3
votes

I am writing a pipeline that is processing product events (create, update, delete). Each product belongs to a sale that has a certain duration. I want to be able to perform some aggregation on all the products in a given sale. For the purpose of this example, let's assume I just want a list of unique product IDs per sale.

Therefore, my pipeline is using session windows on the sale id with a very long gap duration (so when the sale closes and there are no more product updates being published, the window for that sale closes too). My question is, how do I write a unit test for that?

For the sake of this test, let's assume the following:

  • the events are just Strings with the sale ID and the product ID, separated by a space,
  • the applyDistinctProductsTransform will basically perform what I've said above. Create KV<String, String> elements where the key is the sale id; set session windows with a gap duration of 600 seconds; and finally create a concatenated string of all product IDs per sale.

Here is what I have so far:

I create a TestStream and add some elements: 3 products for sale1. Next, I advance the watermark to 700, well beyond the gap duration.
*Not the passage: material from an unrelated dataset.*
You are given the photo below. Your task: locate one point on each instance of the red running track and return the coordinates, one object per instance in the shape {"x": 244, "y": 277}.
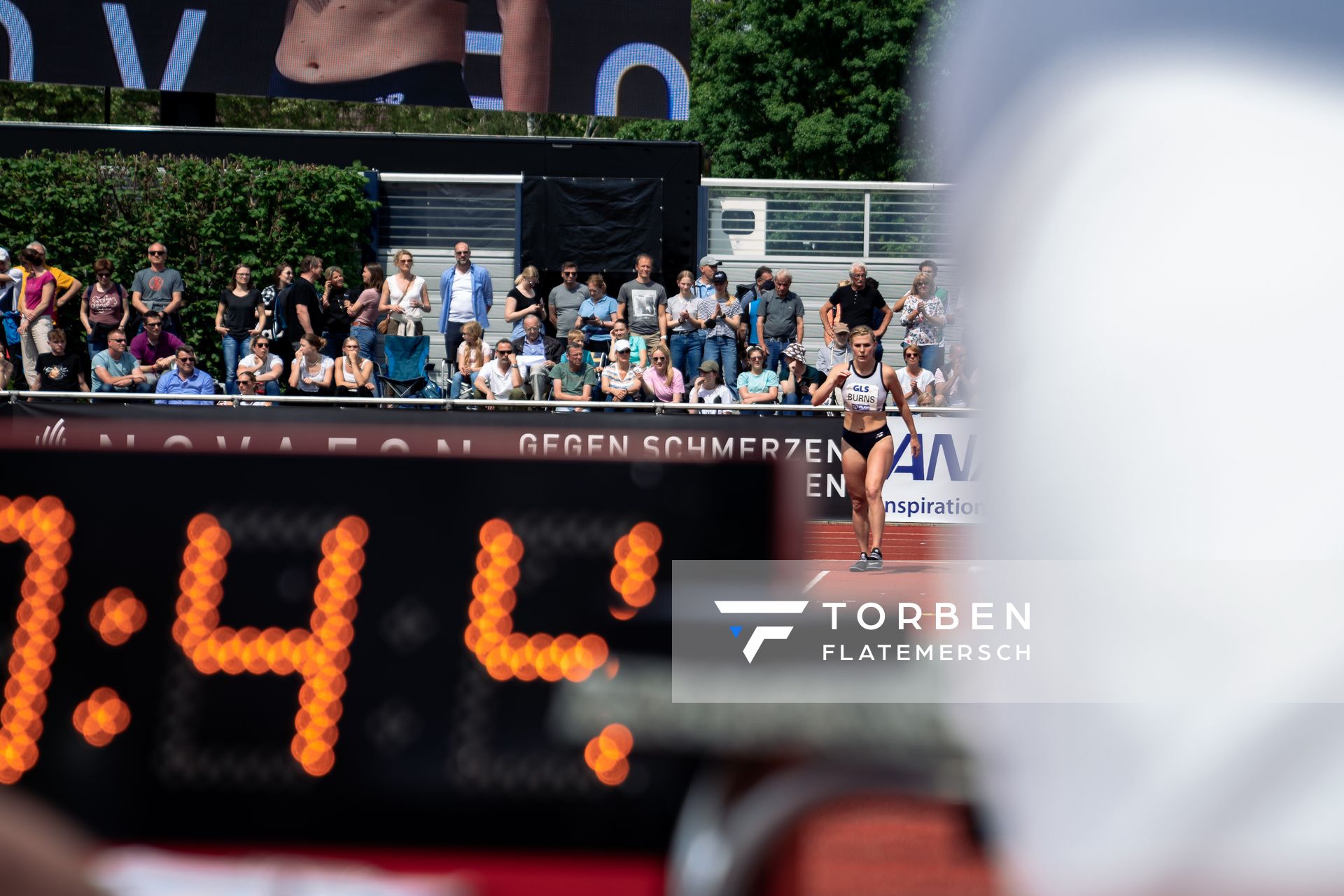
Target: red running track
{"x": 899, "y": 543}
Another product is added and finally the watermark is advanced to infinity.

@Test
public void TestSessionWindow() {
    Coder<String> utfCoder = StringUtf8Coder.of();
    TestStream<String> onTimeProducts = 
TestStream.create(utfCoder).addElements(
            TimestampedValue.of("sale1 product1", new Instant(0)),
            TimestampedValue.of("sale1 product2", new Instant(0)),
            TimestampedValue.of("sale1 product3", new Instant(0))
    )
            .advanceWatermarkTo(new Instant(700)) // watermark passes trigger time
    .addElements(
            TimestampedValue.of("campaign1 product9", new Instant(710))
    )
    .advanceWatermarkToInfinity();

    PCollection<KV<String, String>> results = applyDistinctProductsTransform(pipeline, onTimeProducts);

    PAssert.that(results).containsInAnyOrder(
            KV.of("sale1", "product1,product2,product3"),
            KV.of("sale1", "product9")
    );
    pipeline.run().waitUntilFinish();
}

However,

  1. the pipeline outputs a KV of sale1, product1,product2,product3,product9 so product9 is appended to the window. I would've expected this product to be processed in a separate window and hence end up in a different row in the output PCollection.
  2. how can I only get the results of a single window in the PAssert? I know there is the inWindow function and I've found an example for a fixed time window but I don't know how to do the same for a session window.

You can check out the full code of the PTransform and the unit test.

1

1 Answers

2
votes

1) I believe you have a simple unit issue. The window gap duration of 600 is being specified in seconds Duration.standardSeconds yet new Instant(long) uses milliseconds which means that the 600 second gap is larger then the time interval of 700 millis causing the sessions to be merged.

2) Sessions still use interval windows internally. You will need to compute what the output window would be after all sessions are merged based upon your trigger strategy. By default, a session window uses the IntervalWindow(timestamp, gap duration), and merges all overlapping windows to create a larger window. For example, if you had the windows (start time, end time), [10, 14], [12, 18], [4, 14] for the same session key, they would all be merged producing a single [4, 18] window.